Have You Spotted these Nesting Sea and Shorebirds?

If we share the shore, vulnerable nesting birds will have successful breeding seasons.

Multiple bird species use our coastlines as their nesting grounds. Which birds have you spotted?

Least Tern

Our smallest tern. Often seen flying low over the water, with quick deep wingbeats and shrill cries. Usually hovers before plunging into water for tiny prey; does more hovering than most terns. Populations are endangered in many areas because of human impacts on nesting areas, especially competition for use of beaches. However, Least Terns in some parts of the east are now nesting successfully on gravel roofs near the coast.

Black Skimmer

The strange, uneven bill of the skimmer has a purpose: the bird flies low, with the long lower mandible plowing the water, snapping the bill shut when it contacts a fish. Strictly coastal in most areas of North America, Black Skimmers are often seen resting on sandbars and beaches. Unlike most birds, their eyes have vertical pupils, narrowed to slits to cut the glare of water and white sand. Flocks in flight may turn in unison, with synchronized beats of their long wings.
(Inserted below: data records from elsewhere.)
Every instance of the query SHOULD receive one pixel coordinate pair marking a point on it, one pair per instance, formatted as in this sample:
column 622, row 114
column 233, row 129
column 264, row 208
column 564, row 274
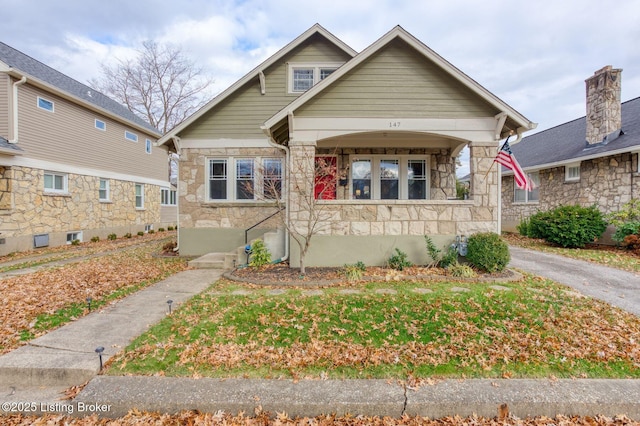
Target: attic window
column 45, row 104
column 302, row 77
column 572, row 172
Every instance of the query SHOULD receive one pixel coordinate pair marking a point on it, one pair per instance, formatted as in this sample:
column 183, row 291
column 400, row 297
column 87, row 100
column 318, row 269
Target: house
column 392, row 119
column 592, row 160
column 74, row 164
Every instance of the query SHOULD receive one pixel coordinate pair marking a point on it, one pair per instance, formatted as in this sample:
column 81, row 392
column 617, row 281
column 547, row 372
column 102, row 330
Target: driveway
column 616, row 287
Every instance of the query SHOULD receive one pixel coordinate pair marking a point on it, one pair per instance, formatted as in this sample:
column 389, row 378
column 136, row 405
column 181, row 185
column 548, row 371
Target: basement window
column 572, row 172
column 45, row 104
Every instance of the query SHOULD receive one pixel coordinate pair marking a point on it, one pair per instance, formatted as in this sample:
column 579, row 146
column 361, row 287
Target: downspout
column 15, row 108
column 286, row 192
column 176, row 144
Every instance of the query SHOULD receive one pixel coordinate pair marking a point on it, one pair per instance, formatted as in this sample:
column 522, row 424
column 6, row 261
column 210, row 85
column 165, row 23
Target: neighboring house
column 74, row 164
column 592, row 160
column 392, row 118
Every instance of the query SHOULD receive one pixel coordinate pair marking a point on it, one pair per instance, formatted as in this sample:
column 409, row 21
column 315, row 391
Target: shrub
column 488, row 252
column 354, row 272
column 438, row 259
column 568, row 226
column 629, row 228
column 461, row 271
column 629, row 212
column 399, row 261
column 260, row 254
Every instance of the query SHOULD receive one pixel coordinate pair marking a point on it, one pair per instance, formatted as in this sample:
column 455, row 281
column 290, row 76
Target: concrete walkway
column 616, row 287
column 36, row 374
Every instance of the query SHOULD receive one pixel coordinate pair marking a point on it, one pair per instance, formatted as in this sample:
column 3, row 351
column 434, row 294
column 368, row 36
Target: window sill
column 56, row 194
column 224, row 203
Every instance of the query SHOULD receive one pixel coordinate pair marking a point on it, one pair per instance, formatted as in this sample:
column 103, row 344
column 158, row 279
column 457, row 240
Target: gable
column 397, row 81
column 241, row 114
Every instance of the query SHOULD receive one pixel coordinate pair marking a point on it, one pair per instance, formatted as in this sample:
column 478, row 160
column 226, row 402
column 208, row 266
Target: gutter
column 20, row 82
column 286, row 192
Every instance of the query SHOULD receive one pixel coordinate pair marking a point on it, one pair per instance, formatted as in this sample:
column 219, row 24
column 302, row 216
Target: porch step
column 209, row 261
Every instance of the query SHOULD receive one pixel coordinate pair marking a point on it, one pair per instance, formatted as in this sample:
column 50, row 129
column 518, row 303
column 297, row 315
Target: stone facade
column 604, row 111
column 32, row 211
column 607, row 182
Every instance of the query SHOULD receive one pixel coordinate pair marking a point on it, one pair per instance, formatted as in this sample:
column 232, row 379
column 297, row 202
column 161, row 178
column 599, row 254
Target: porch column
column 301, row 181
column 484, row 181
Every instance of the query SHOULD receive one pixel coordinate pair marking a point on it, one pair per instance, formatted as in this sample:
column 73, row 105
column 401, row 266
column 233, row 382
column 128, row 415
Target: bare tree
column 161, row 85
column 309, row 185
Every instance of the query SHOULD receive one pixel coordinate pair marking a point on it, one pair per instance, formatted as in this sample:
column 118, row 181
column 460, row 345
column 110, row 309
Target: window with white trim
column 572, row 172
column 302, row 77
column 74, row 236
column 385, row 177
column 45, row 104
column 56, row 182
column 168, row 197
column 130, row 136
column 104, row 191
column 243, row 179
column 524, row 196
column 139, row 196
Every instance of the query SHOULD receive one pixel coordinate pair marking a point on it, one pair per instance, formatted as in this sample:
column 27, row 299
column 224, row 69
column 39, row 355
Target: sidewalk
column 616, row 287
column 36, row 374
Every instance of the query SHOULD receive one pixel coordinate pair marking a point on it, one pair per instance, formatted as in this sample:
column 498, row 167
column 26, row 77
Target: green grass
column 537, row 329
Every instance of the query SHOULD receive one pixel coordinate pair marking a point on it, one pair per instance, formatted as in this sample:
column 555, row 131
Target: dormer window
column 302, row 77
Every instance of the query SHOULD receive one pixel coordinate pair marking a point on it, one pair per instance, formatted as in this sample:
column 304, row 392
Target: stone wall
column 35, row 212
column 197, row 212
column 606, row 182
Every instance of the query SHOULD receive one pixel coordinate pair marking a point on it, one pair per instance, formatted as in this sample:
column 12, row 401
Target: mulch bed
column 283, row 275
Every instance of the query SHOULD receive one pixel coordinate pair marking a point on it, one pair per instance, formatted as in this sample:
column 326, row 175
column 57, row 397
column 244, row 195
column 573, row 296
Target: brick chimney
column 604, row 117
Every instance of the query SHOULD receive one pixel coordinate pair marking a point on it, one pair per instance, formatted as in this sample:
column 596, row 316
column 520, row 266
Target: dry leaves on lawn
column 25, row 297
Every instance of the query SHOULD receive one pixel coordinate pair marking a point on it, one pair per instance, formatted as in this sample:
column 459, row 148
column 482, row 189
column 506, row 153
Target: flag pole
column 501, row 146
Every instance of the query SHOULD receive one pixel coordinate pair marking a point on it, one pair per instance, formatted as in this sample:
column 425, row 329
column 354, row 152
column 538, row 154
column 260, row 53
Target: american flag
column 507, row 159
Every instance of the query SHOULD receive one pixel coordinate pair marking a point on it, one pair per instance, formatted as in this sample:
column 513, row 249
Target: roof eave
column 317, row 28
column 632, row 149
column 34, row 81
column 523, row 123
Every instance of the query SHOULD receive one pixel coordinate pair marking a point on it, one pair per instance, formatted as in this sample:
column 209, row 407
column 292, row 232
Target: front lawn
column 531, row 328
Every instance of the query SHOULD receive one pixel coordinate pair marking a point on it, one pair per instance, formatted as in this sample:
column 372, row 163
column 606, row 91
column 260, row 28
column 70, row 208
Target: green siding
column 242, row 113
column 397, row 82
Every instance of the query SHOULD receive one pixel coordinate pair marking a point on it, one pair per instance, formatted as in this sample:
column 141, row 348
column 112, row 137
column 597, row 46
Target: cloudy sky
column 534, row 55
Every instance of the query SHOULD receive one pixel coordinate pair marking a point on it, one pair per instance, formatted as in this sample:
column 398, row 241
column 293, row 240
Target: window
column 523, row 196
column 572, row 172
column 74, row 236
column 302, row 77
column 167, row 197
column 103, row 192
column 45, row 104
column 389, row 178
column 139, row 196
column 244, row 178
column 131, row 136
column 55, row 182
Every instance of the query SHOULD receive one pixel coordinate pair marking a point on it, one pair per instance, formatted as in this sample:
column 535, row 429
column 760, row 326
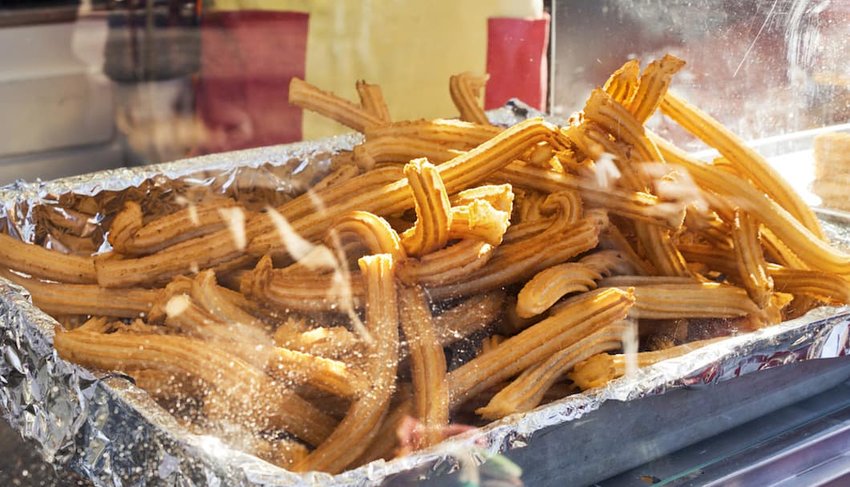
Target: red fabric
column 516, row 61
column 247, row 60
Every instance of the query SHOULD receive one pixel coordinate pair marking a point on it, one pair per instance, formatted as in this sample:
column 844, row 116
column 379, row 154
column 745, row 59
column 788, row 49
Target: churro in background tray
column 408, row 303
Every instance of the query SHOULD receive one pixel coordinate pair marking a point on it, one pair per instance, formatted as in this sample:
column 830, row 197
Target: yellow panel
column 410, row 48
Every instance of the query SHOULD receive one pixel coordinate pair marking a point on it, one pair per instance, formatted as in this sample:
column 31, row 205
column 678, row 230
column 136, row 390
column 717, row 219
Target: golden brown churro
column 799, row 239
column 309, row 97
column 653, row 85
column 45, row 264
column 603, row 368
column 749, row 258
column 371, row 232
column 623, row 83
column 455, row 134
column 433, row 210
column 290, row 291
column 248, row 395
column 526, row 391
column 532, row 345
column 698, row 300
column 360, row 425
column 427, row 364
column 196, row 220
column 61, row 298
column 744, row 159
column 544, row 244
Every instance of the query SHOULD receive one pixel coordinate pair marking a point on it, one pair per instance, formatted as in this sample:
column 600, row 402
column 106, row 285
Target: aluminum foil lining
column 108, row 432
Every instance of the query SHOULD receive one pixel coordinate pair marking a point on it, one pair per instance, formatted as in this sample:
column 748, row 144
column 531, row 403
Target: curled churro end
column 742, row 158
column 600, row 369
column 653, row 85
column 500, row 196
column 311, row 98
column 588, row 311
column 697, row 300
column 550, row 285
column 519, row 261
column 527, row 391
column 87, row 299
column 240, row 391
column 479, row 220
column 622, row 85
column 360, row 425
column 45, row 264
column 370, row 232
column 125, row 225
column 433, row 210
column 749, row 259
column 447, row 266
column 465, row 89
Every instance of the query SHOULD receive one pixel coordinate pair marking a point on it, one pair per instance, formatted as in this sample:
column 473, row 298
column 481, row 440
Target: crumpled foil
column 108, row 432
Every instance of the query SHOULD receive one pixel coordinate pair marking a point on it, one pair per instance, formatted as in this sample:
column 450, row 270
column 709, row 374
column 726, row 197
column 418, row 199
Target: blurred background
column 94, row 84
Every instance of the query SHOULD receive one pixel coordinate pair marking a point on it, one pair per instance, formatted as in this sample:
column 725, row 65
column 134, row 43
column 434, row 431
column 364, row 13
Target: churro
column 427, row 364
column 433, row 209
column 360, row 425
column 592, row 310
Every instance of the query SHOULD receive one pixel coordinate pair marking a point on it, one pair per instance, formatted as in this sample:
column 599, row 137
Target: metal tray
column 108, row 432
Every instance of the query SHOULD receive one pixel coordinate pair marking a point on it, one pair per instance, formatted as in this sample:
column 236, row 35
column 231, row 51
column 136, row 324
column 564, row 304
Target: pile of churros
column 443, row 272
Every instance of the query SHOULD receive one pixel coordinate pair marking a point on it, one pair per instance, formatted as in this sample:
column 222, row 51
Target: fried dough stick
column 129, row 235
column 698, row 300
column 521, row 260
column 653, row 86
column 636, row 206
column 473, row 314
column 221, row 302
column 479, row 220
column 749, row 258
column 820, row 285
column 360, row 425
column 427, row 364
column 43, row 263
column 160, row 267
column 615, row 119
column 800, row 240
column 330, row 342
column 400, row 149
column 311, row 98
column 255, row 347
column 448, row 265
column 370, row 232
column 433, row 210
column 590, row 310
column 460, row 173
column 527, row 391
column 243, row 391
column 553, row 283
column 455, row 134
column 603, row 368
column 622, row 85
column 290, row 291
column 745, row 160
column 465, row 89
column 372, row 100
column 85, row 299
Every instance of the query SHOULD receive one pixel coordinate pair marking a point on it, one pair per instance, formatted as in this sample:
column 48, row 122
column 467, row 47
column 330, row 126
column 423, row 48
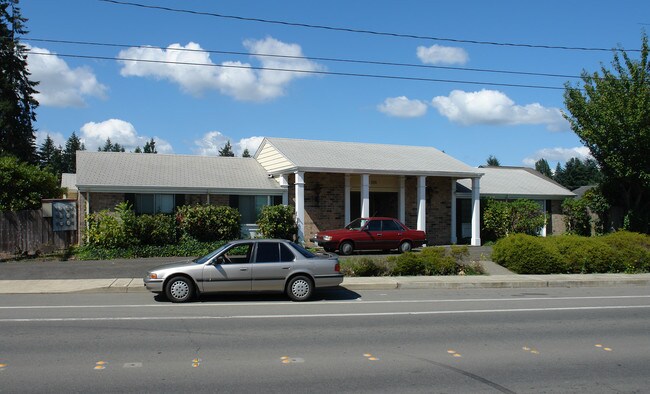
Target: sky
column 198, row 73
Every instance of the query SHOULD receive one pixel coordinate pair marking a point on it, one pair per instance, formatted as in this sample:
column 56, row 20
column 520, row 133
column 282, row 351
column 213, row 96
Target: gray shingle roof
column 134, row 172
column 353, row 157
column 516, row 182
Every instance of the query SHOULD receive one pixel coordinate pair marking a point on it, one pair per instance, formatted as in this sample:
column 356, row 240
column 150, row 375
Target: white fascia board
column 171, row 190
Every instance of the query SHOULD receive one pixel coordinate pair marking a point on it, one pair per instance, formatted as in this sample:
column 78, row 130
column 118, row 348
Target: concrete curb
column 136, row 285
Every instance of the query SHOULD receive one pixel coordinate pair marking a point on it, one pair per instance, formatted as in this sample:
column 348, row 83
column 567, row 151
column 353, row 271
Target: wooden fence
column 29, row 233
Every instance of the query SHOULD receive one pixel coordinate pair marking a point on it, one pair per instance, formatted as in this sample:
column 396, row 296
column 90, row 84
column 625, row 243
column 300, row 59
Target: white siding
column 272, row 160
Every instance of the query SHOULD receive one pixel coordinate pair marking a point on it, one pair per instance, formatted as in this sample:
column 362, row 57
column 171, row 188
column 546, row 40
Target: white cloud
column 438, row 54
column 251, row 144
column 558, row 155
column 403, row 107
column 495, row 108
column 94, row 135
column 212, row 141
column 60, row 85
column 57, row 138
column 235, row 79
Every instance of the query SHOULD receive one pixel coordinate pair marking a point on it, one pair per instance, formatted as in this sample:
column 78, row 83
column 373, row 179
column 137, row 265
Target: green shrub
column 112, row 229
column 365, row 266
column 159, row 229
column 278, row 221
column 633, row 249
column 207, row 223
column 525, row 254
column 437, row 262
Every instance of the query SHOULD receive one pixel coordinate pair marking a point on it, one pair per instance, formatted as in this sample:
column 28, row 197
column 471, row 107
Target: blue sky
column 194, row 109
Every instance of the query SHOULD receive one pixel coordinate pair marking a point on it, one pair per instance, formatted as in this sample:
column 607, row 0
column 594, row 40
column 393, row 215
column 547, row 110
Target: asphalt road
column 499, row 340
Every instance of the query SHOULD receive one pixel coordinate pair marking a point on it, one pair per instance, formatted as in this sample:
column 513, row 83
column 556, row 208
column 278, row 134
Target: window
column 390, row 225
column 267, row 252
column 154, row 203
column 286, row 254
column 374, row 225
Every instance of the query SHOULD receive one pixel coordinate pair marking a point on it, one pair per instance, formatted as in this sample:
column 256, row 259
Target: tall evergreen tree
column 72, row 145
column 493, row 161
column 227, row 150
column 150, row 147
column 542, row 166
column 17, row 104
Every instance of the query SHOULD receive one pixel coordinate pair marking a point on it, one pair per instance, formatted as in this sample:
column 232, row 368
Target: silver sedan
column 256, row 265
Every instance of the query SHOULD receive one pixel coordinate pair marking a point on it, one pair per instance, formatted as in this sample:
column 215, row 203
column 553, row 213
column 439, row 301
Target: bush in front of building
column 208, row 223
column 618, row 252
column 158, row 229
column 277, row 221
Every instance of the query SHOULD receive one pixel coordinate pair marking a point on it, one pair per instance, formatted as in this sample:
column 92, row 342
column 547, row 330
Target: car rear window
column 303, row 251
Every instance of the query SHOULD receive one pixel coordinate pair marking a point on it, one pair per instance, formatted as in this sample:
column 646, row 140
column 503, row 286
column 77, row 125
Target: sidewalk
column 130, row 285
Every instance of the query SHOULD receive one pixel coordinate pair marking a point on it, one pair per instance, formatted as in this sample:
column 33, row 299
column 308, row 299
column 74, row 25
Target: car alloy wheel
column 179, row 289
column 299, row 288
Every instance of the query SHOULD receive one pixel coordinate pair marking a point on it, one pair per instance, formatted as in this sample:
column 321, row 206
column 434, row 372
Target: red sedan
column 376, row 233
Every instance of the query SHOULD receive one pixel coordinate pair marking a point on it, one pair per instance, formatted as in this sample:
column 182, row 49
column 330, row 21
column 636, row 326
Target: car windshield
column 356, row 224
column 303, row 251
column 207, row 257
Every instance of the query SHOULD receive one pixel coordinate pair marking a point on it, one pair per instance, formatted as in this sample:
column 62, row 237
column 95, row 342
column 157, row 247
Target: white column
column 365, row 195
column 422, row 203
column 284, row 183
column 454, row 213
column 300, row 205
column 402, row 199
column 476, row 211
column 346, row 198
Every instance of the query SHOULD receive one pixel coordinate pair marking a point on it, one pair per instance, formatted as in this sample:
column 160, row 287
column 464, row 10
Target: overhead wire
column 317, row 72
column 315, row 58
column 363, row 31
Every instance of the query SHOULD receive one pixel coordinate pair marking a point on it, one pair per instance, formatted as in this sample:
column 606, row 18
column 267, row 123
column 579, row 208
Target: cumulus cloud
column 438, row 54
column 233, row 78
column 57, row 138
column 403, row 107
column 210, row 143
column 60, row 85
column 558, row 155
column 94, row 135
column 495, row 108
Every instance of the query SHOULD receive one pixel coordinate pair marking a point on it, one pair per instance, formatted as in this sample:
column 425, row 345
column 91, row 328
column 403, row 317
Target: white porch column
column 401, row 210
column 476, row 212
column 346, row 198
column 365, row 195
column 300, row 205
column 454, row 213
column 422, row 203
column 284, row 183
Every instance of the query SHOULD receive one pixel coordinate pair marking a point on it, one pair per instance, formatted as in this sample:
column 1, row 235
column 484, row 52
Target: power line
column 361, row 31
column 339, row 60
column 317, row 72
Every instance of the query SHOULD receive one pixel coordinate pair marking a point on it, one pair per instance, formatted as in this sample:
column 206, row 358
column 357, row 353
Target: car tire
column 300, row 288
column 346, row 248
column 405, row 247
column 179, row 289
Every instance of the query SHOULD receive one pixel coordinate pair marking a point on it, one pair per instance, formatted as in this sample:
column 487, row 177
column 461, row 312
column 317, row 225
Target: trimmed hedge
column 618, row 252
column 430, row 261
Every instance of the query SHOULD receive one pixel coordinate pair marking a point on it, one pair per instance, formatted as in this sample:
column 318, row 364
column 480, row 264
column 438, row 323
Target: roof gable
column 353, row 157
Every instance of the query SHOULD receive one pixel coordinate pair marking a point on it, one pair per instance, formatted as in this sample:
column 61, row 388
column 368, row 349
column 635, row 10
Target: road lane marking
column 356, row 301
column 326, row 315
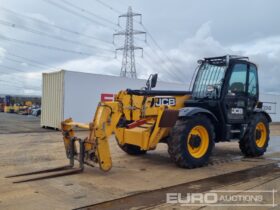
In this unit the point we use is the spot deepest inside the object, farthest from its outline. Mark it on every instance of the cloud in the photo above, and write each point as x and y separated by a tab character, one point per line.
2	54
177	64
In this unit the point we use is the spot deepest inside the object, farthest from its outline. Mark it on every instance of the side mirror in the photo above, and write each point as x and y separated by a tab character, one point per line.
154	81
210	88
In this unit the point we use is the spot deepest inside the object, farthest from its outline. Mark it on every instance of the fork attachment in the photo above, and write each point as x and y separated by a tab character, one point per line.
62	170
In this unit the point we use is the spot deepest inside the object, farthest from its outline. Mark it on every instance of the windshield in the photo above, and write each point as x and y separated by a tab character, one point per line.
208	74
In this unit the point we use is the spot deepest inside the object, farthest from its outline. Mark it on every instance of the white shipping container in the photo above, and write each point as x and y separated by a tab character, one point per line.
75	94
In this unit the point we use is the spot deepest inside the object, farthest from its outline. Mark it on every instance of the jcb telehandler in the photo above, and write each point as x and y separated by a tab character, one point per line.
223	105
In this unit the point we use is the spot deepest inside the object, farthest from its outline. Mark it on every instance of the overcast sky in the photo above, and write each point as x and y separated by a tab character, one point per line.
46	35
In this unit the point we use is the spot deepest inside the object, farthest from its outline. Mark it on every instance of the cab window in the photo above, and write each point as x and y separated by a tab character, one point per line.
237	82
252	84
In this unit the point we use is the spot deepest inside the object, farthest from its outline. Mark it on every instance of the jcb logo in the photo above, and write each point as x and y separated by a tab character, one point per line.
165	101
236	111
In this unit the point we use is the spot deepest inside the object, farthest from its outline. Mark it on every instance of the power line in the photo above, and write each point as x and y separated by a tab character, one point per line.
128	68
108	6
56	26
17	61
30	60
157	45
88	12
162	65
162	62
43	46
75	13
13	25
11	68
179	77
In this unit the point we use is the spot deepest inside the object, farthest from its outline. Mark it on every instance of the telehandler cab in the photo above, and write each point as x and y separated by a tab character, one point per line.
222	106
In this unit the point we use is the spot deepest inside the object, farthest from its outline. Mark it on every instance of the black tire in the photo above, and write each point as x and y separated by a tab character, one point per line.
178	144
248	144
131	149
The world's three species of skimmers are sometimes placed in their own separate family, although they are clearly related to the terns.

Gull-billed Tern

Besides the thick bill that gives it its name, this tern has a relatively stocky build and broad wings. Typically seen in leisurely flight over marshes, hawking for insects in the air or swooping down to take prey from the water or the ground; unlike typical terns, rarely dives into water for fish. On the ground, walks better than most terns. Widespread in warmer parts of the world, but local in North America, mainly in southeast. Generally found only in small numbers.

American Oystercatcher

A very large, unmistakable shorebird of Atlantic and Gulf Coast beaches. Solitary or in family groups in summer, Florida’s year-round population of approximately four hundred nesting pairs of oystercatchers is augmented by an influx of more than 1,500 migratory birds each winter. 

Snowy Plover

 

An inconspicuous, pale little bird, easily overlooked as it runs around on white sand beaches, or on the salt flats around lakes in the arid west. Where it lives on beaches, its nesting attempts are often disrupted by human visitors who fail to notice that they are keeping the bird away from its nest; as a result, the Snowy Plover populations have declined in many coastal regions. Formerly considered to belong to the same species as the Kentish Plover of the Old World.

Wilson's Plover

Several of our plovers are small birds with single dark neck rings. Wilson's Plover is slightly larger than the others, and has a more southerly distribution, living on beaches along the southern Atlantic and Gulf Coasts. Its oversized bill is not only its best field mark, but also a clue to its feeding behavior: some studies have shown that it tends to capture and eat slightly larger creatures than the other plovers on the beach.